Staph in the nose is caused by a bacterium named Staphylococcus aureus, commonly called Staph. Staph is quite ubiquitous in normal life, and according to medical textbooks, “most newborns are colonized within the first week of life, 70 to 90 percent of adults’ nasopharanyx are transiently colonized, and 20 to 30 percent of all adults carry Staph in nose at all times,” according to the “Nelson Textbook of Pediatrics.” In most individuals, colonization generally does not lead to infection; however, infection and colonization are often confused 1. Many symptoms caused by Staph in the nose are at sites away from the nose. Infections that are caused by Staph localized in the nose can be in combination with other symptoms at distant sites.
If you are experiencing serious medical symptoms, seek emergency treatment immediately.
Colonization of the nose with S. aureus does not cause an active infection or local symptoms.
True nasal infections as with S. aureus are generally secondary infections after a cold, flu, surgery, inflammation or other trauma to the nasal membranes that alters the normal first line of defense filtering provided by the nasal passages. Bacteria, like S. aureus, that normally only colonize the nasal passages are able to actively invade the local tissue and multiply, which triggers an immune response.
The presence of yellow to green mucus in the nasal discharge and throat is an indication of an active immune response. Other symptoms are nasal congestion or stuffy nose, sore throat, cough, fever and pain of the nasal membranes.
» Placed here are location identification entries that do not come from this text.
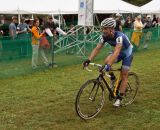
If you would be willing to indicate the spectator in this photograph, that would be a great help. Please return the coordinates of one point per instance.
(22, 28)
(128, 23)
(35, 45)
(12, 28)
(23, 36)
(147, 32)
(71, 29)
(154, 21)
(137, 33)
(52, 29)
(118, 22)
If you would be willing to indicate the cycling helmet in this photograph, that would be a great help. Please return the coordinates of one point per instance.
(108, 22)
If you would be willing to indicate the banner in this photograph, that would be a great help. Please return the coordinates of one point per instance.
(85, 13)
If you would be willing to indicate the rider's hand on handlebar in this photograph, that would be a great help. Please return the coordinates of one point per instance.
(106, 67)
(86, 63)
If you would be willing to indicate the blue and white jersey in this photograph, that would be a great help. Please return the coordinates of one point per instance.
(119, 38)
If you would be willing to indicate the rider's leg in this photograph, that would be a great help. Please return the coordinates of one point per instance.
(124, 77)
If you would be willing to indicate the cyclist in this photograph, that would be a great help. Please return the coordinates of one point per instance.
(122, 51)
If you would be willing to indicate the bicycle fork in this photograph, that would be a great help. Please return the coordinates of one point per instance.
(92, 95)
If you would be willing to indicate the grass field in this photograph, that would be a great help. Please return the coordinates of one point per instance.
(45, 100)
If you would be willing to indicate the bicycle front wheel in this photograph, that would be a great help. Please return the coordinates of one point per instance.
(90, 99)
(131, 90)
With further invasion and inflammation, the sinuses become involved which results in headache, fever, chills, pressure along the sinus cavities (forehead, below eyes). The headaches typically change intensity with position and disappear shortly after getting out of bed.
Distant Skin Symptoms
The Symptoms of Spanish Influenza
Whether the nose is infected or colonized with S. aureus, the presence of S. aureus in the nose sets up for auto-inoculation of distant skin sites. These symptoms are pimples, furuncles or boils, carbuncles, impetigo, cellulitis and abscess. Pimples are simply pustules filled with pus that are located on the face, neck, upper back or chest. Furuncles, or common boils, are pustules or nodules that, unlike pimples, are painful. **They are found anywhere on the skin, including inside the nose, and are marked by a circumscribed area of redness surrounding a central core.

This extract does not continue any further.